Designing Fitness Functions for Evolutionary Algorithms in Game Development

Introduction

Designing an effective evaluation function is often the most challenging aspect when applying evolutionary algorithms for optimization. This requires thinking about the desired outcomes in numeric terms. The value of the fitness function indicates the extent to which your design goals have been achieved.

The idea of a fitness function

Types of Fitness Functions

Fitness functions can be categorized in two main ways:

Based on Determinism

  • Deterministic: A given phenotype consistently receives the same fitness score.

    • Example: Finding the shortest path in a graph, with fitness defined as the inverse of total distance.

  • Non-deterministic: Different evaluations might assign varying fitness scores to the same individual due to random elements in the calculation procedure.

    • Example: Fitness score based on the number of frags achieved in one deathmatch in an FPS game.

Based on Evaluation Method

  • Direct (absolute): Assesses an individual directly based on its attributes, without requiring comparison with other individuals.

    • Example: The inverse of total distance in the shortest path problem.

  • Relative: Fitness results from interactions between two or more individuals in the population.

    • Example: Tournament setup where each individual competes in five 1-on-1 matches against randomly selected opponents. The fitness value can be then calculated as the number of wins divided by five.

Deterministic & absolute fitness functions are best for speed and convergence of evolutionary algorithms. However, game development typically involves non-deterministic & relative fitness functions.

Examples of Fitness Functions in Game Development

Game Type & Optimization Objective Fitness Function Idea

Optimizing weapon parameters in an FPS game

Series of head-to-head battles between standard bots using different weapons. Fitness based on how closely actual win rates match expected win rates.

Generating interesting map layouts in dungeon-crawler/rogue-like/action RPG games

Bot completion time within a maximum limit. Fitness based on completion time or number of interactions.

Balancing unit parameters in an RTS game

Multiple matches between factions. Fitness based on how close win rates are to 0.5, with bonus for unit utilization.

Optimizing resource placement in multiplayer games

Similar to RTS example, but encoding different sets of parameters.

Finding challenging enemy configurations in roguelike bullet hell games

Fitness based on number of enemy units or player’s remaining health after victory.

Constructing optimal racing tracks

Fitness based on lap time, with a constraint on track length.

Optimizing gravity in platformer games

Fitness based on level completability and jump difficulty distribution.

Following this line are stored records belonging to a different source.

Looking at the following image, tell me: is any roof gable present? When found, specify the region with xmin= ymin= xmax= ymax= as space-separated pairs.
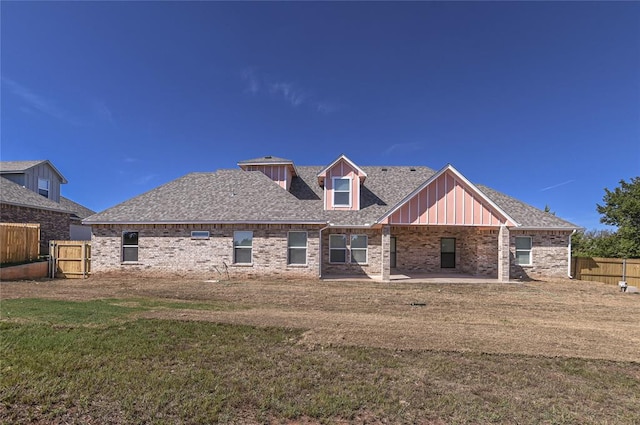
xmin=0 ymin=159 xmax=68 ymax=184
xmin=378 ymin=164 xmax=518 ymax=226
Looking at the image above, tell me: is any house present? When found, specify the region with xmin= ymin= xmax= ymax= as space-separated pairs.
xmin=83 ymin=155 xmax=578 ymax=281
xmin=0 ymin=160 xmax=95 ymax=253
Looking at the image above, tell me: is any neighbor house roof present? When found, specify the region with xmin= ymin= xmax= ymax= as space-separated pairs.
xmin=84 ymin=161 xmax=578 ymax=229
xmin=0 ymin=159 xmax=68 ymax=184
xmin=60 ymin=196 xmax=96 ymax=219
xmin=0 ymin=178 xmax=70 ymax=213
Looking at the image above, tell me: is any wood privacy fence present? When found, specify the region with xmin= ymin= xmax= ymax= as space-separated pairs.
xmin=49 ymin=241 xmax=91 ymax=279
xmin=573 ymin=257 xmax=640 ymax=286
xmin=0 ymin=223 xmax=40 ymax=264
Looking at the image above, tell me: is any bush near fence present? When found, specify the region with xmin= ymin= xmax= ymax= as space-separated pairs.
xmin=0 ymin=223 xmax=40 ymax=264
xmin=573 ymin=257 xmax=640 ymax=286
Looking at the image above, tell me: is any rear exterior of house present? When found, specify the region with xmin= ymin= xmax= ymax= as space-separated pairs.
xmin=84 ymin=155 xmax=578 ymax=281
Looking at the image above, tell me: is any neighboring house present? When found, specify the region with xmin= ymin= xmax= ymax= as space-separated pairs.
xmin=0 ymin=160 xmax=94 ymax=254
xmin=83 ymin=155 xmax=578 ymax=281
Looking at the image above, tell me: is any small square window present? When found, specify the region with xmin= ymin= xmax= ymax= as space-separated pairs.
xmin=516 ymin=236 xmax=532 ymax=266
xmin=38 ymin=179 xmax=49 ymax=198
xmin=233 ymin=231 xmax=253 ymax=264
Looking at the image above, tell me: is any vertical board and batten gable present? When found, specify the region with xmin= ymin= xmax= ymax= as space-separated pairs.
xmin=2 ymin=161 xmax=67 ymax=203
xmin=318 ymin=155 xmax=367 ymax=211
xmin=381 ymin=166 xmax=515 ymax=227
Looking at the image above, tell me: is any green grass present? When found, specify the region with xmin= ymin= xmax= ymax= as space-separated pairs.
xmin=0 ymin=299 xmax=640 ymax=424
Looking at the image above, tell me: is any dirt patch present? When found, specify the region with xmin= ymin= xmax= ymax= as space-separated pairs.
xmin=0 ymin=277 xmax=640 ymax=362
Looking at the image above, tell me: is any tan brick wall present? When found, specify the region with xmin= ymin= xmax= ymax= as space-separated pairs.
xmin=322 ymin=229 xmax=382 ymax=276
xmin=391 ymin=226 xmax=498 ymax=277
xmin=509 ymin=229 xmax=571 ymax=279
xmin=92 ymin=225 xmax=319 ymax=279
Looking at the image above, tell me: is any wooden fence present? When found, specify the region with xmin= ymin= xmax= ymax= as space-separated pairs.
xmin=573 ymin=257 xmax=640 ymax=286
xmin=49 ymin=241 xmax=91 ymax=279
xmin=0 ymin=223 xmax=40 ymax=264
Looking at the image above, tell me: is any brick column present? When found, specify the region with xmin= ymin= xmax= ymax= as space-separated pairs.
xmin=382 ymin=226 xmax=391 ymax=282
xmin=498 ymin=225 xmax=511 ymax=282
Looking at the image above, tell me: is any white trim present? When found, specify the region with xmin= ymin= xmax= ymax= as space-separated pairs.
xmin=287 ymin=230 xmax=309 ymax=266
xmin=232 ymin=230 xmax=253 ymax=265
xmin=513 ymin=236 xmax=533 ymax=266
xmin=331 ymin=176 xmax=353 ymax=208
xmin=349 ymin=233 xmax=369 ymax=265
xmin=376 ymin=164 xmax=520 ymax=227
xmin=329 ymin=233 xmax=349 ymax=264
xmin=120 ymin=230 xmax=140 ymax=264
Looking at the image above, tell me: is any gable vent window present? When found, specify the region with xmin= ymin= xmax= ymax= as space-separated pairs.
xmin=333 ymin=177 xmax=351 ymax=207
xmin=122 ymin=232 xmax=138 ymax=263
xmin=38 ymin=179 xmax=49 ymax=198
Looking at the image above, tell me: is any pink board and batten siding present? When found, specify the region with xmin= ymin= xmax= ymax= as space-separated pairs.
xmin=247 ymin=165 xmax=291 ymax=190
xmin=324 ymin=160 xmax=360 ymax=211
xmin=388 ymin=171 xmax=511 ymax=226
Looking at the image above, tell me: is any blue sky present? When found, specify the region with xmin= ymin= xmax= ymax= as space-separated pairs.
xmin=0 ymin=1 xmax=640 ymax=228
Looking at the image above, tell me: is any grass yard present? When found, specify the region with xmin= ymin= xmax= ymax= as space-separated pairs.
xmin=0 ymin=278 xmax=640 ymax=424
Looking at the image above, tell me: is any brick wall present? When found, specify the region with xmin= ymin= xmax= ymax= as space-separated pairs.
xmin=322 ymin=229 xmax=382 ymax=276
xmin=91 ymin=225 xmax=319 ymax=279
xmin=509 ymin=229 xmax=571 ymax=279
xmin=0 ymin=204 xmax=71 ymax=255
xmin=391 ymin=226 xmax=498 ymax=277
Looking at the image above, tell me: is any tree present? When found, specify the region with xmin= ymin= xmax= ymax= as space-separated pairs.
xmin=597 ymin=177 xmax=640 ymax=258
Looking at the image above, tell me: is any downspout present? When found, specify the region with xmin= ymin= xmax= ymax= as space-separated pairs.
xmin=567 ymin=229 xmax=578 ymax=279
xmin=318 ymin=223 xmax=331 ymax=279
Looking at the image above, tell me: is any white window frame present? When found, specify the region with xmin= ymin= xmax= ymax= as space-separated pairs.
xmin=287 ymin=230 xmax=309 ymax=266
xmin=349 ymin=234 xmax=369 ymax=264
xmin=233 ymin=230 xmax=253 ymax=264
xmin=120 ymin=230 xmax=140 ymax=263
xmin=191 ymin=230 xmax=211 ymax=239
xmin=38 ymin=178 xmax=51 ymax=199
xmin=514 ymin=236 xmax=533 ymax=266
xmin=331 ymin=176 xmax=353 ymax=208
xmin=329 ymin=233 xmax=348 ymax=264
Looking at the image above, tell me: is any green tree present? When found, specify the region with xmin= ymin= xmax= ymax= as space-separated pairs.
xmin=597 ymin=177 xmax=640 ymax=258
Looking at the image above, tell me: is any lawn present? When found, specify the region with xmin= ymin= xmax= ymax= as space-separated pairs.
xmin=0 ymin=278 xmax=640 ymax=424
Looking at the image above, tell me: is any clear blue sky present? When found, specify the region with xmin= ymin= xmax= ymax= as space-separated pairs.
xmin=0 ymin=1 xmax=640 ymax=228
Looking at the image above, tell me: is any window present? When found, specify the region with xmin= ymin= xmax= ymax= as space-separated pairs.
xmin=191 ymin=230 xmax=209 ymax=239
xmin=516 ymin=236 xmax=531 ymax=266
xmin=351 ymin=235 xmax=368 ymax=264
xmin=38 ymin=179 xmax=49 ymax=198
xmin=287 ymin=232 xmax=307 ymax=264
xmin=122 ymin=232 xmax=138 ymax=262
xmin=333 ymin=177 xmax=351 ymax=207
xmin=233 ymin=231 xmax=253 ymax=264
xmin=329 ymin=235 xmax=347 ymax=263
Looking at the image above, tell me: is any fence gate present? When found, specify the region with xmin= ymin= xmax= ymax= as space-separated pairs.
xmin=49 ymin=241 xmax=91 ymax=279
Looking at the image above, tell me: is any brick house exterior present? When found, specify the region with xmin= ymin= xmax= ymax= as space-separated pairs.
xmin=84 ymin=155 xmax=578 ymax=281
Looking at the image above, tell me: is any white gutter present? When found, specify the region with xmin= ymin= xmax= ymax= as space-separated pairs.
xmin=82 ymin=220 xmax=327 ymax=225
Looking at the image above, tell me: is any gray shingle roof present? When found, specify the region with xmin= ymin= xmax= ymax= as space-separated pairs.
xmin=0 ymin=178 xmax=70 ymax=213
xmin=85 ymin=162 xmax=578 ymax=228
xmin=238 ymin=155 xmax=293 ymax=165
xmin=60 ymin=196 xmax=96 ymax=218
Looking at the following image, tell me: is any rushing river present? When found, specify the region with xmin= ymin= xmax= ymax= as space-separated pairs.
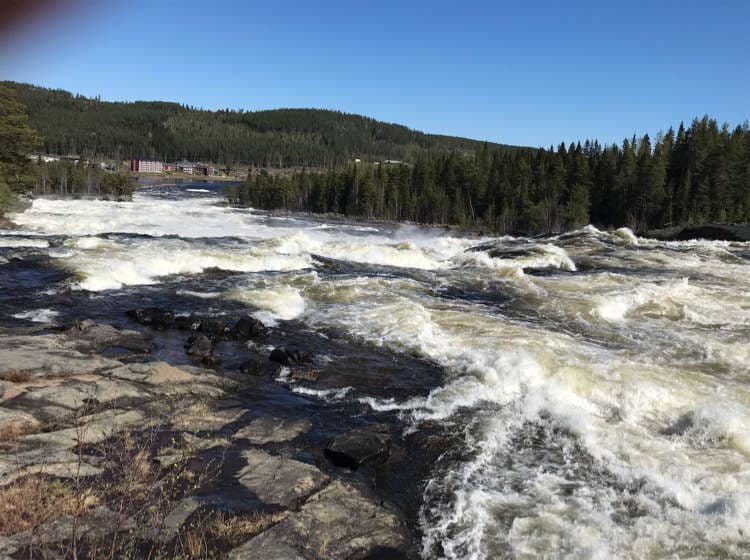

Balancing in-game economies

Fitness based on how well simulations satisfy predefined economic rules.

Fine-tuning bot shooting accuracy in FPS games

Fitness based on how closely in-game accuracy matches set parameters.

Reliance of Human Players in Fitness Computations

In general, this evaluation procedure may involve human players but this makes both the implementation non-standard and the process to take extensively long.

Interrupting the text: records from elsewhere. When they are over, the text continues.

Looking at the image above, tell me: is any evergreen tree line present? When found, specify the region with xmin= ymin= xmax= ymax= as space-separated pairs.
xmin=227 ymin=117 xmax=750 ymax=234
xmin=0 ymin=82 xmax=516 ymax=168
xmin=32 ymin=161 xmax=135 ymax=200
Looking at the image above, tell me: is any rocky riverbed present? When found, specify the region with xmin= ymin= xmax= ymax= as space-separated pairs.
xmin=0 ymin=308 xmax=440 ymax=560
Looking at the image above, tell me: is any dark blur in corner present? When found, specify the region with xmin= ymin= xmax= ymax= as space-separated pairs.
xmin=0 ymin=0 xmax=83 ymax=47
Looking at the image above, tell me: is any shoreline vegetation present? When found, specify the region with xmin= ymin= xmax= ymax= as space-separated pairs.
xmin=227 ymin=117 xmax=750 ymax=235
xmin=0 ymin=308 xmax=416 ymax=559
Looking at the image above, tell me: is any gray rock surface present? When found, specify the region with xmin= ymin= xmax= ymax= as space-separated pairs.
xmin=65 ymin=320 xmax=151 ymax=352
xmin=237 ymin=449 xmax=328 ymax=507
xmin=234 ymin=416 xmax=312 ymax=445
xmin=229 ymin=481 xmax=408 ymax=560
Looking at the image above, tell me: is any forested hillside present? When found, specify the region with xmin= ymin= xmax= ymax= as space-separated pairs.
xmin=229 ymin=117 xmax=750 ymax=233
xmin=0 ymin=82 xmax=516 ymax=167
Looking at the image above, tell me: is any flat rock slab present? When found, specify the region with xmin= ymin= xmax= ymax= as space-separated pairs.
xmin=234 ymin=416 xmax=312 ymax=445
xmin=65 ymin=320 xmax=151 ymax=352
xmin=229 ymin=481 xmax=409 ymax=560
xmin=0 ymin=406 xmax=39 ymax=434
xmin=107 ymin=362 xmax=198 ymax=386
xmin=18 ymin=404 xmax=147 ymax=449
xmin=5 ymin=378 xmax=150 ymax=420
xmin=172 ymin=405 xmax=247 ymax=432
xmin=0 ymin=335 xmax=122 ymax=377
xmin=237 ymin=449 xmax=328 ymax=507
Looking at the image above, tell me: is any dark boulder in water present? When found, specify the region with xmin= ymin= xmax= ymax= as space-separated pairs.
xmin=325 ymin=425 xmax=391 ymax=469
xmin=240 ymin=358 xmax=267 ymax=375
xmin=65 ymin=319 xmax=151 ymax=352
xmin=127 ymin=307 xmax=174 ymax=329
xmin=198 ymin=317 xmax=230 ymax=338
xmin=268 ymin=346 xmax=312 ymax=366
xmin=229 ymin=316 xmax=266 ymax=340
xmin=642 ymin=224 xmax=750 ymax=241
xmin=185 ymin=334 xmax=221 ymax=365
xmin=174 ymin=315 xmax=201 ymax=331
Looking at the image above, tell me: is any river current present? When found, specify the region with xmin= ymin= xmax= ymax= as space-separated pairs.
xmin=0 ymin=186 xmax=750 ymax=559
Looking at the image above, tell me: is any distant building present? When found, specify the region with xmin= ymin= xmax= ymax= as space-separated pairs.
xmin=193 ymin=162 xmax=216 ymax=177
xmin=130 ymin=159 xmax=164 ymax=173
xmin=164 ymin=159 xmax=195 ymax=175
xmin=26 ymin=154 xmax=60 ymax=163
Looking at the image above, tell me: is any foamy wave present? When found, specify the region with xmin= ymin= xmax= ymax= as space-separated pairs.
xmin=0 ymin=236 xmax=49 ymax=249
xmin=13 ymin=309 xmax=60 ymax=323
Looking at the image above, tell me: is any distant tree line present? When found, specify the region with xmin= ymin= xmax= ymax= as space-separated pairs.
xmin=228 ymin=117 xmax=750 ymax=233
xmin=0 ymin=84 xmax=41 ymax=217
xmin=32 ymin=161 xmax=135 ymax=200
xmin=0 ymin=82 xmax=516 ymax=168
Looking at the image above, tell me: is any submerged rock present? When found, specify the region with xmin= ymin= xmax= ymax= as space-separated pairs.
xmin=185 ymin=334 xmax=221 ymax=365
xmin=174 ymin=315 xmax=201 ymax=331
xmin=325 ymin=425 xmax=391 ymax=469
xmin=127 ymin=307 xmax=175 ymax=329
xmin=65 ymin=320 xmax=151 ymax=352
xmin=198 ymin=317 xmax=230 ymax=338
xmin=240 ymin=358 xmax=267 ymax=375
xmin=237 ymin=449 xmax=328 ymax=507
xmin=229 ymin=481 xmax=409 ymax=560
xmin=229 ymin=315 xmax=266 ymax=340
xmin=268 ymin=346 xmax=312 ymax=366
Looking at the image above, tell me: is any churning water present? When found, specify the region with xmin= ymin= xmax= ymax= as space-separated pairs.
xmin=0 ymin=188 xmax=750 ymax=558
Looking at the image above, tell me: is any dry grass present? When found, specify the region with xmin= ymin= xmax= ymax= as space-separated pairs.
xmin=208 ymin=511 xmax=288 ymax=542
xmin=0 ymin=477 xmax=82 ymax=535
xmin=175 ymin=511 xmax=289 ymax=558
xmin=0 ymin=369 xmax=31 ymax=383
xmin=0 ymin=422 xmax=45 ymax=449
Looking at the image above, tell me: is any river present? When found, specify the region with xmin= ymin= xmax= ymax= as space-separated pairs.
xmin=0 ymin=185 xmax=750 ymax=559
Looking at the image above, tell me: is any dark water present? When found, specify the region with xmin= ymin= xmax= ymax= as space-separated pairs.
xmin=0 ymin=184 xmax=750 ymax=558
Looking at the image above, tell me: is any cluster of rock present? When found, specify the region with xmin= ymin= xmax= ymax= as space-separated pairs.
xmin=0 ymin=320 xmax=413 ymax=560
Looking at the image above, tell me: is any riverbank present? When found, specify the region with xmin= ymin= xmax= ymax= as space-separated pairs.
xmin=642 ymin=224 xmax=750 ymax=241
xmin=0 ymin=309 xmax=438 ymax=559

It would be best if you could define an evaluation function that only requires to run bots.

What if you can’t?

What if you really need to evaluate your game against humans?

In such a case I would recommend defining the fitness value of a given individual (representing a given set of parameters) as an average value of outcomes from games played by humans against this particular individual. By doing it this way, we can compare results against a hopefully normal distribution of players and the more human players will play, the more confident the fitness value will be.

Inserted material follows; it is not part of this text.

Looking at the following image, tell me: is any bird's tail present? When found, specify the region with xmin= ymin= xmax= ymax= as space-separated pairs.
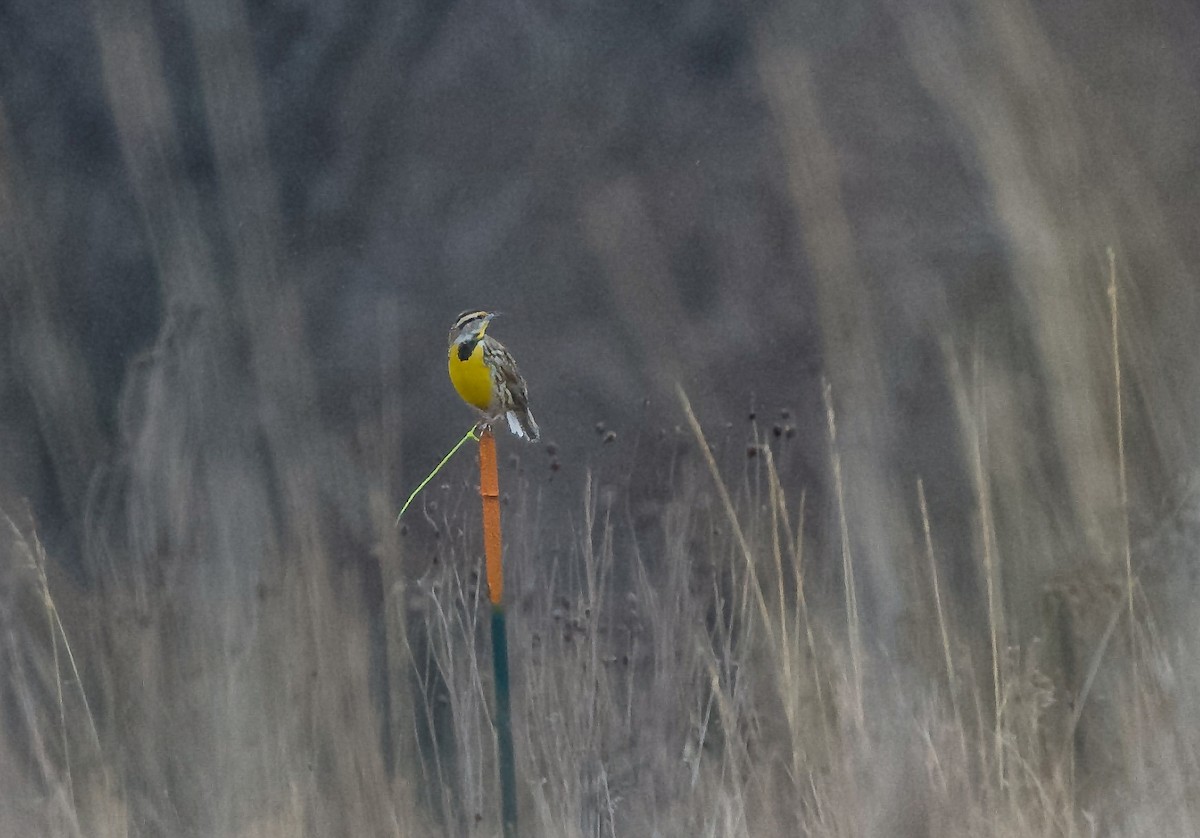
xmin=509 ymin=409 xmax=541 ymax=442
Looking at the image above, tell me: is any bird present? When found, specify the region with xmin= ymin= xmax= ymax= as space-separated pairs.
xmin=449 ymin=304 xmax=541 ymax=442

Let us estimate the effort.

The number of evaluations needed depends on the number of children produced in each iteration and the number of iterations.

The population size should depend on the problem complexity, but we recommend having a number between 60 and 300, because these are the sizes tested the most in various problems in the literature. For the number of iterations, we recommend from 40 to 200.

Let’s make a modest assumption of 80 iterations and 60 children produced per iteration. This requires 4800 evaluations, where each evaluation will be typically a game against a human player.

Let’s assume that one game episode lasts for 30 minutes making the whole workload equal to 2400 man-hours. Assuming an 8-hour work day, it totals to 300 mandays. This is expensive but doable given enough number of participants and a parallelized setup.

However, bear in mind that we have made low-end assumptions about the population size and the number of iterations. It is really advised to run a bot-exclusive evolutionary optimization.